Я с удивлением обнаружила Спенса за столом, поскольку он не любит сидеть в участке. До озера далеко, и едва ли здесь разрешат забросить удочку. Когда ему приходится работать в своем кабинете, он начинает злиться и раздражаться, и в такие моменты никому не хочется оказаться рядом с ним. В остальных случаях он очень симпатичный парень. Мне кажется, он бы до сих пор оставался патрульным, если бы не заметная разница в зарплате. Мы все получаем гораздо больше, как только оказываемся за собственным столом и забываем о патрульной машине. К тому же здесь мы гораздо реже, чем на улицах, сталкиваемся с неприглядными сторонами жизни. В некоторых случаях это важно, в особенности для тех из нас, у кого есть дети. Мне всегда хотелось снять форму перед возвращением домой, чтобы не принести с собой какую-нибудь мерзость.

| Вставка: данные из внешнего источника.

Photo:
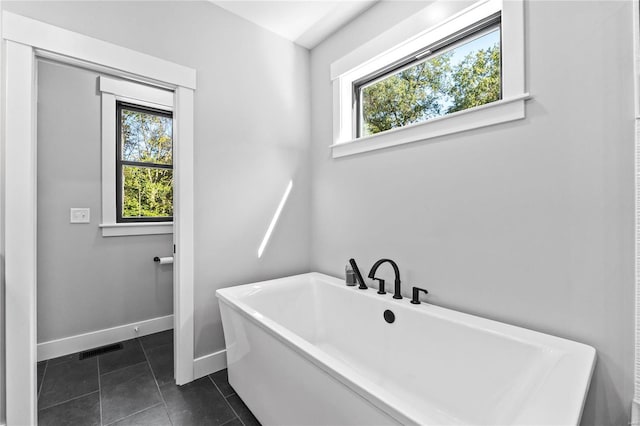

Я положила перед Спенсом факс.
– Что это такое? – спросил он.
– Дело Гарамонда.
– Понятно… – протянул он.
– Ну…
Спенс обработал Джесси Гарамонда, как настоящий профи. Он втерся в доверие, установил контакт, то есть сделал все, как нас учили, чтобы заставить подозреваемого говорить свободно. К тому времени, когда он с ним закончил, Гарамонд заявил, что с радостью сделает признание и ему не терпится сообщить Спенсу, что он похитил сына своей подружки и убил мальчика.
– Проблема лишь в том, – сказал ему Гарамонд, – что я этого не делал. Если бы я мог во всем признаться, я бы обязательно так и поступил. Но я этого не делал.
Конечно, так говорят все преступники. Однако Гарамонд пошел дальше и укрепил доверие к себе, когда заявил:
– Я готов признаться в том, на чем меня замели в первый раз, если вы меня понимаете. Ну, когда меня посадили. Но к остальному я не имею никакого отношения. На свободе гуляет какой-то псих, которого вы не желаете ловить, потому что хотите посадить меня. И вы сделаете все, чтобы я не выбрался отсюда. А потом пострадает другой маленький ребенок из-за того, что вы арестовали не того парня.
У него не было алиби на то время, когда мальчика похитили, поскольку он обманывал свою подружку – мать исчезнувшего ребенка – с женой брата.
– Какого дьявола я здесь делаю? Я люблю своего брата. И его детей. Он может поколотить жену, если узнает, что я валялся с ней в койке. Я не хочу, чтобы это произошло. Ни при каких обстоятельствах. Уж лучше я сяду.
Воровской кодекс чести или нечто похожее – среди прелюбодеев. Однако подобная сюжетная линия возникает довольно часто – у меня прекрасное алиби, но я не могу его использовать, потому что кто-то может пострадать или будет скомпрометирован – мы не обращаем внимания на такие заявления, лишь смеемся, услышав их. Но Спенс тогда не смеялся.
– Я не знаю, Лени, в его словах что-то было. Он не совершал того преступления. Не его стиль. Он неприятный тип, но не извращенец.
Пообещав соблюдать тайну, Спенс обратился жене его брата с просьбой подтвердить слова Гарамонда. Однако она не согласилась свидетельствовать в пользу брата мужа и не позволила нам поговорить с мужем. Вот вам и братская солидарность.
Спенс вернул мне бумаги.
– Давай выйдем на свежий воздух, – предложил он.
Исправительная тюрьма округа Лос-Анджелес расположена в Ланкастере, примерно в полутора часах езды по предгорьям. Около шестидесяти миль, но большая часть времени ушла у нас на первые десять миль. Вторая половина пути проходила по живописным местам, но сначала нам пришлось проехать через лес плакатов. Иногда мне кажется, что Лос-Анджелес – это музей плакатов с вращающимися экспонатами. Не успеваешь привыкнуть к одному отвратительному знаку, как его место занимает другой.